If it wasn’t enough to be invited in to take a look around, drink gin (thanks for that Tanqueray by the way), Mrs P and I also got to sit down for a bit of scran off the new menu. Looking at that menu I was pleased if not blown away. This is a carefully considered list full of tried and tested favourites that any pub has to offer if it wants to stay alive these days. Thankfully there were also a few other dishes that excited me a bit more than the ever present fish, chips or burger.
We started with a few cracker breads from the kitchen which, while a nice touch, I’m afraid just missed the mark a little. Nice and crispy, they had a dusting of seasoning but were just a bit bland and needed a bit more salty poke to brighten them up. Mrs P’s sweet chilli prawn roll was really rather nice and a quick glance around the room showed that it seemed a very popular choice amongst the other diners. My karaage chicken was the star of the show; crunchy coated chicken with a lovely fresh salad and warm katsu sauce served on the side which as we all know is the correct place for sauce to be served.
My lobster and crab cakes sitting on a asparagus, pea and truffle oil valoute were nice but the whole thing just a little too sweet which was down to the valoute more than anything else. The truffle oil was a lovely taste running through and the fish cakes were a good size with the crispy coating giving some much needed crunch. Perhaps there was a little too much of the valoute for me and I would have preferred the asparagus spears with more bite to break up the textures, but maybe that’s just me.
Mrs P’s lamb chops were cooked to the perfect shade of pink and were meaty lollipops of savoury yum. Again, the jus and the peppers were a bit sweet but the dauphinoise potato was soft, creamy and delicious. Between the two of us, Mrs P claimed victory over the mains menu choice and I found it hard to disagree.

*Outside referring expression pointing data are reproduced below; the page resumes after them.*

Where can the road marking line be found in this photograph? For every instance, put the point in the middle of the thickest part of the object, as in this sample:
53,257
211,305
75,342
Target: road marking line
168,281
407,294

Puds were delivered in the forms of sticky toffee pudding and a pineapple tarte tatin with sweet and sticky ends to the meal, they hit all the right spots. If you are looking for a ‘wow!’ moment then you might end the meal disappointed but really, that’s not what the Black Horse is all about. The refurb has done exactly the right thing, refreshing the interior to make sure you can enjoy the experience just as much as you want to.
A quick shout out to Martin, our waiter who performed admirably over the night. A new menu, new table plan, new staffing instructions and a healthy dose of awkward questions from idiots like me must have created a lot of pressure. But it didn’t show and he sailed through with professionalism – top man!
So what did I think of the new and improved Black Horse and will I go back? You better believe it. I was able to gloss over the imperfections before because of the amazing setting but now I don’t have to. Go and fall in love with it yourself. If I see you there, I might even buy you a pint.
I was invited to the press launch and plied with free gin and dinner. I would have been happy to pay myself but shhhh, we’ll keep that between us, ok?